Federation backs CPS tax hike, changes to teachers’ pension needed
By Sandra Guy Business Reporteremail@example.com August 22, 2011 1:38AM
Updated: August 22, 2011 1:42AM
The Civic Federation on Monday will support Chicago Public Schools’ $150 million tax increase because the school system has shown good faith in significantly cutting its budget, but it will call for dramatic changes in the teachers’ pension system to deal with expected future budget crises.
If teachers are to keep what Civic Federation officials and budget experts consider their unaffordable retirement benefits, the teachers’ contributions to their pension funds would have to skyrocket from 2 percent to as high as 60 percent, for example.
Secondly, retired teachers’ automatic 3-percent yearly increase in their pension payments would have to be changed to either the federal consumer price index percentage or 3 percent, whichever is less.
A third recommendation calls for teachers, who may now retire at age 55 with 34 years of service, to wait until age 67 to receive their full retirement benefits.
The non-partisan research group is also calling on the Chicago Public Schools to merge its teachers’ pension fund into the statewide teachers’ retirement system and move its non-teaching employees into the Illinois Municipal Retirement Fund.
“The (Chicago Public Schools’) growing financial storm offers frightening evidence that CPS cannot afford its existing pension system,” said Civic Federation President Laurence Msall.

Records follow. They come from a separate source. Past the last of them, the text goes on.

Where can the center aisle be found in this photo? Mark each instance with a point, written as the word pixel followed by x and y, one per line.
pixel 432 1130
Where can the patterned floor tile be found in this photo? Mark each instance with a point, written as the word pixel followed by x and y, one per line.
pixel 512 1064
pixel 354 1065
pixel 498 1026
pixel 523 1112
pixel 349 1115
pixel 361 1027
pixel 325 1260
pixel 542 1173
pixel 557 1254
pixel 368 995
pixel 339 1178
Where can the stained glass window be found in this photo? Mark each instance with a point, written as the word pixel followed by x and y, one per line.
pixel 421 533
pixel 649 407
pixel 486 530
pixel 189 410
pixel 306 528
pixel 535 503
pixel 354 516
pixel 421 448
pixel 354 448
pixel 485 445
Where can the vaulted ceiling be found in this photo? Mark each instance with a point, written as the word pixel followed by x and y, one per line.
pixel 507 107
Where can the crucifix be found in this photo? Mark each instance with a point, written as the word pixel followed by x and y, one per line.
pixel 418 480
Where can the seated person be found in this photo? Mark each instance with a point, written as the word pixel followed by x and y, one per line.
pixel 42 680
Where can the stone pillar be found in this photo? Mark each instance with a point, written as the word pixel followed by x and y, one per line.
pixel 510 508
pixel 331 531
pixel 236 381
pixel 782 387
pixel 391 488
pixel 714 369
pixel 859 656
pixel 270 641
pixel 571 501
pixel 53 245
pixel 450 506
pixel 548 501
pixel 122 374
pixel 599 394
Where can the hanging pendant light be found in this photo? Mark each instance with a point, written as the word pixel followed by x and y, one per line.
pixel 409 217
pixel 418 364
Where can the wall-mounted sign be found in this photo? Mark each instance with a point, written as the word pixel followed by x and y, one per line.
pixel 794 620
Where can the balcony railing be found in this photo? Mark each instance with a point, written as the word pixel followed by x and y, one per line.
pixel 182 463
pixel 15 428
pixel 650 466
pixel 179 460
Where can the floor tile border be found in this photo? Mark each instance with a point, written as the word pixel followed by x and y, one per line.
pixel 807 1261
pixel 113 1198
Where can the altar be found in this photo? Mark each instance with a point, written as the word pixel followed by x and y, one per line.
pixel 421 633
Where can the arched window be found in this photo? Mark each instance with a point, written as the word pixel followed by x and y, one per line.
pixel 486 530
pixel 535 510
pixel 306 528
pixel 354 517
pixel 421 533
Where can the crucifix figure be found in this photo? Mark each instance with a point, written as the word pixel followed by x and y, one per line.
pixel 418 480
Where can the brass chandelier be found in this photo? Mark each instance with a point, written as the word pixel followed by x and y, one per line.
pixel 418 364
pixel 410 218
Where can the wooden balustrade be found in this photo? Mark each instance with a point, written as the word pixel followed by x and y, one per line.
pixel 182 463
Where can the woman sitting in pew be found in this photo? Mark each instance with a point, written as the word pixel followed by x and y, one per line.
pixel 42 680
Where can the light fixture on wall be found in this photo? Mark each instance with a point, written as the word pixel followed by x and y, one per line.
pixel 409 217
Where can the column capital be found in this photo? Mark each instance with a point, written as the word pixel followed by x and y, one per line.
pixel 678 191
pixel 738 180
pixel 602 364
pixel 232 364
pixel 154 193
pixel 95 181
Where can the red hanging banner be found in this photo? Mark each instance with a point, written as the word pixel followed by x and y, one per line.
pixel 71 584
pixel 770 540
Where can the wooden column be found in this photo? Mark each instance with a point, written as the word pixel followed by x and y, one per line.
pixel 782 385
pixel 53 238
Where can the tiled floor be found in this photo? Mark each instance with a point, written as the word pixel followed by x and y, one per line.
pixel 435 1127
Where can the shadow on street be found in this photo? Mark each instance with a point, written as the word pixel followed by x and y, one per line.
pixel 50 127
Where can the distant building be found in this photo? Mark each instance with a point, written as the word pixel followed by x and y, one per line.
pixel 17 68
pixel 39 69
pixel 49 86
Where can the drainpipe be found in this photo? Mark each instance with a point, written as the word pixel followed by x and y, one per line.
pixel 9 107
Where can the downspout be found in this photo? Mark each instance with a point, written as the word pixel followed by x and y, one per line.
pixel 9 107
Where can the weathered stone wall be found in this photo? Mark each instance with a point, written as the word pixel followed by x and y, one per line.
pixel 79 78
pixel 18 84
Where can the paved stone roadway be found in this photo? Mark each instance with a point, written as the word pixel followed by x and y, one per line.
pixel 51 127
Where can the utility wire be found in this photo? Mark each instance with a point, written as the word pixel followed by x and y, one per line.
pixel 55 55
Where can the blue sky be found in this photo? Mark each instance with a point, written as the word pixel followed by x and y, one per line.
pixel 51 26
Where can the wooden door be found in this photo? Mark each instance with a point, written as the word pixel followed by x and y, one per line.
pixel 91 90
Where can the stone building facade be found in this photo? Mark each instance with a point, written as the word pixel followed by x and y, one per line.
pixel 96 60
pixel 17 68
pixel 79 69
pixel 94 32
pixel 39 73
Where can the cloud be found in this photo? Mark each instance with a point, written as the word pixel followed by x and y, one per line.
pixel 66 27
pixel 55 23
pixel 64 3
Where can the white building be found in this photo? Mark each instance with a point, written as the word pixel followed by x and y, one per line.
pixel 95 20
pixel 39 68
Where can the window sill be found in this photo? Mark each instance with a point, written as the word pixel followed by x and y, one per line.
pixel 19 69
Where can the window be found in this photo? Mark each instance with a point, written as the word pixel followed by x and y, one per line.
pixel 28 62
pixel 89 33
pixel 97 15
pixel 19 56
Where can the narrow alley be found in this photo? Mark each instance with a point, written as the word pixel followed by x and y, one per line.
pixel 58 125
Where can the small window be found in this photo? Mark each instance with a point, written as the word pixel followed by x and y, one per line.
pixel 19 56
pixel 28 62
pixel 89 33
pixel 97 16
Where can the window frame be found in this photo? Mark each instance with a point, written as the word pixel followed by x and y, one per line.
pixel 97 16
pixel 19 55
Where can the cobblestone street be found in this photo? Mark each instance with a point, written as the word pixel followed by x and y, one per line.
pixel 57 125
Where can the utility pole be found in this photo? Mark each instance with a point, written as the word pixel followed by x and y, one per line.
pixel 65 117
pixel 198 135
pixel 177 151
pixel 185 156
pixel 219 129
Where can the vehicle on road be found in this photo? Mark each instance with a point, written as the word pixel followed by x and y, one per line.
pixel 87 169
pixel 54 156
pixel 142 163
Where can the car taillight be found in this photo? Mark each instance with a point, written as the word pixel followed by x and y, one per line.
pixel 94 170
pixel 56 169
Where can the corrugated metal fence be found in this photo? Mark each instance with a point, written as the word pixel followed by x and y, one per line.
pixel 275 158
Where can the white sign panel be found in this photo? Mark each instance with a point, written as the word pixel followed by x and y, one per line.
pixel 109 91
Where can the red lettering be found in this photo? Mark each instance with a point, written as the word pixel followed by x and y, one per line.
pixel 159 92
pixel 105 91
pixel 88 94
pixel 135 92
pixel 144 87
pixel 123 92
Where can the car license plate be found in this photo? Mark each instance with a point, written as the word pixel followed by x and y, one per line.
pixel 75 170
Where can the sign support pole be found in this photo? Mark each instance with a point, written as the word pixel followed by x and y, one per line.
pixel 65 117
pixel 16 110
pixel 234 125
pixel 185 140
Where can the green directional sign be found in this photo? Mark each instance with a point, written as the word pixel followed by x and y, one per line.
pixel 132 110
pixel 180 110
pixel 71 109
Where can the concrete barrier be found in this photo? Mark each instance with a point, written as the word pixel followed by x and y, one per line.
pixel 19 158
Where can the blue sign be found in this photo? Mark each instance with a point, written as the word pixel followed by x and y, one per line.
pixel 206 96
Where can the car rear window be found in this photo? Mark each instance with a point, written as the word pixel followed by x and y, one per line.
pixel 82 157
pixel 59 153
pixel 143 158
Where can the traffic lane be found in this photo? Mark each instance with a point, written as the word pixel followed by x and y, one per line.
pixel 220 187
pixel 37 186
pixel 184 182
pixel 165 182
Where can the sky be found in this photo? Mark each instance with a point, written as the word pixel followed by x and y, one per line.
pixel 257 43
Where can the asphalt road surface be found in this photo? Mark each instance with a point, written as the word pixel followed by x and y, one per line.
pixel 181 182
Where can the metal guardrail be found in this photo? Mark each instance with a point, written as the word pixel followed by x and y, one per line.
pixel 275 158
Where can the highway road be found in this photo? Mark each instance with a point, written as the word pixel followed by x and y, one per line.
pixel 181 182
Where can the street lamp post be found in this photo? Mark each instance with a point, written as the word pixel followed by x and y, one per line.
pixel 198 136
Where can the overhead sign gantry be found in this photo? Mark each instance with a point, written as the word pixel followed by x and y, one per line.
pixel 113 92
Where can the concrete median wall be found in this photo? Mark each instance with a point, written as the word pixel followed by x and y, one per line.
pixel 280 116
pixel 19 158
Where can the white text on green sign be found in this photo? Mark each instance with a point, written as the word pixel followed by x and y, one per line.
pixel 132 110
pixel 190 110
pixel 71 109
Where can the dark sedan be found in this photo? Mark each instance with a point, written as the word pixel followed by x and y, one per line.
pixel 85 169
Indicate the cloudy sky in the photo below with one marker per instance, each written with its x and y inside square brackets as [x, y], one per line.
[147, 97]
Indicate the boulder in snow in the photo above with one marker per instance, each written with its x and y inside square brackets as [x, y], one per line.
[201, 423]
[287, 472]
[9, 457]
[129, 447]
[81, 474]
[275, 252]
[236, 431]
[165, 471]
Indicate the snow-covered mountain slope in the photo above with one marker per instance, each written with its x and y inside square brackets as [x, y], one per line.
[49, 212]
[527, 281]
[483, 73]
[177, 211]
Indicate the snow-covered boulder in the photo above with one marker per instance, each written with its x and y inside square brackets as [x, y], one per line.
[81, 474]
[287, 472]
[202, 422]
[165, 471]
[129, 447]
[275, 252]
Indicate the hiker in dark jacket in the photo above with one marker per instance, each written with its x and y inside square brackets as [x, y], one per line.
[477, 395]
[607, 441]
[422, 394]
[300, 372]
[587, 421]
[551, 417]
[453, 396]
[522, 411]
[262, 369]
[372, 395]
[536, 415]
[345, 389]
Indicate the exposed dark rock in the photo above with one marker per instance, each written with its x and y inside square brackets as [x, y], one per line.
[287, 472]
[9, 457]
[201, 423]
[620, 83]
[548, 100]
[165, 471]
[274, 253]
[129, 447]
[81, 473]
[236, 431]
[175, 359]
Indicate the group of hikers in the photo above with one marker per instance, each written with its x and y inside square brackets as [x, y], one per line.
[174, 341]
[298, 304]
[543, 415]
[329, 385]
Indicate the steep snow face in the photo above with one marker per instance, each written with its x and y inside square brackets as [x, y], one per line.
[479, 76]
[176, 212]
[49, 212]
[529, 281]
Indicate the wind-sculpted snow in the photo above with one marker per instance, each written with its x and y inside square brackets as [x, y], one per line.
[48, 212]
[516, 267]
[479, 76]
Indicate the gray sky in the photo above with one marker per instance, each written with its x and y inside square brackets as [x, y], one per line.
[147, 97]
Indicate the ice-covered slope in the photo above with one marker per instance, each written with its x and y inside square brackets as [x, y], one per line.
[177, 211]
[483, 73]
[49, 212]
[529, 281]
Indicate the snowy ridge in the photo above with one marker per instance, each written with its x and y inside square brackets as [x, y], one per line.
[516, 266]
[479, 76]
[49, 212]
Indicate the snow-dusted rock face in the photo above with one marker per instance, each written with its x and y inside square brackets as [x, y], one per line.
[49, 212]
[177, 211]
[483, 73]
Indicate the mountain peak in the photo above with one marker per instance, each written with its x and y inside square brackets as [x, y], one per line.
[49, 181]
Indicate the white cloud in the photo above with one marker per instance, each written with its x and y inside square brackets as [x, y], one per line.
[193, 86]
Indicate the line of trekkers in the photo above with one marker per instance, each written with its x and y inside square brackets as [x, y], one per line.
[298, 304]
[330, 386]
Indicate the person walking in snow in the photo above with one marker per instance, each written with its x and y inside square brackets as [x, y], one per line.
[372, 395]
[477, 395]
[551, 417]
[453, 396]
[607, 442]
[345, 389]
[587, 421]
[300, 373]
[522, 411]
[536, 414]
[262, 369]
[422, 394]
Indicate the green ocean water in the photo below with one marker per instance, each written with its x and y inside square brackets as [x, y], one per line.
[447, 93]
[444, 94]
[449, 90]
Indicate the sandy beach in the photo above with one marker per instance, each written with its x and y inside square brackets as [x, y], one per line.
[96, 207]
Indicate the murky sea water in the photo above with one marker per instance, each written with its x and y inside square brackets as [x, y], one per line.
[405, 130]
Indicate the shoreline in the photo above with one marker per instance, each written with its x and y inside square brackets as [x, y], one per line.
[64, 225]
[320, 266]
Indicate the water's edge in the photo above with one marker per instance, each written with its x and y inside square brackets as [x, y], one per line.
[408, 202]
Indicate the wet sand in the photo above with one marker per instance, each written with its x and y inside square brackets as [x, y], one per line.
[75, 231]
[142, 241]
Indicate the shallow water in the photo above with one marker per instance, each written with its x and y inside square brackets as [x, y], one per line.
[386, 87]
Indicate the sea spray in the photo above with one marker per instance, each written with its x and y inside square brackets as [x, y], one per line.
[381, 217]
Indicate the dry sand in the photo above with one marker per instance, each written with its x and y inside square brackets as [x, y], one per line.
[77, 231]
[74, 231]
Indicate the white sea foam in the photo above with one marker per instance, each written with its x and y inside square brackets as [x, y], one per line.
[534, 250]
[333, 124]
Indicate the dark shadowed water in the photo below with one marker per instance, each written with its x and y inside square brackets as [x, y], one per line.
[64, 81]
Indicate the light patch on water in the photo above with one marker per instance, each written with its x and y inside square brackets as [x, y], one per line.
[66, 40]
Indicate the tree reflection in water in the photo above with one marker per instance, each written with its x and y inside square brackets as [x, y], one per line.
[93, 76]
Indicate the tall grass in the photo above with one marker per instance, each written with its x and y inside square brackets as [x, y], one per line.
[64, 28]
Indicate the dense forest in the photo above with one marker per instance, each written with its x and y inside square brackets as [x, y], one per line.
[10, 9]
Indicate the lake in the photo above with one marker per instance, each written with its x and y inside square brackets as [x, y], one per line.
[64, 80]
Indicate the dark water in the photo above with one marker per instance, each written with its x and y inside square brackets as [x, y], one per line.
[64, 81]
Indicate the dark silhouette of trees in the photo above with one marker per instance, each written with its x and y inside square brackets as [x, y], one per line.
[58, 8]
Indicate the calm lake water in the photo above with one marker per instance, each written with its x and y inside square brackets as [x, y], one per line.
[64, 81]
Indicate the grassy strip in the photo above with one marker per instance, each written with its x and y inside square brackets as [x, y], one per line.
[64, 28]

“District officials must articulate a plan to address this pending fiscal crisis immediately,” he said. “If nothing is done, the pain and controversy of the fiscal year 2012 budget will seem mild in comparison to the massive cuts in personnel and services that will be necessary to balance the budget in fiscal 2014.”
The Civic Federation’s recommendations mirror those of a proposal awaiting action in the state Legislature.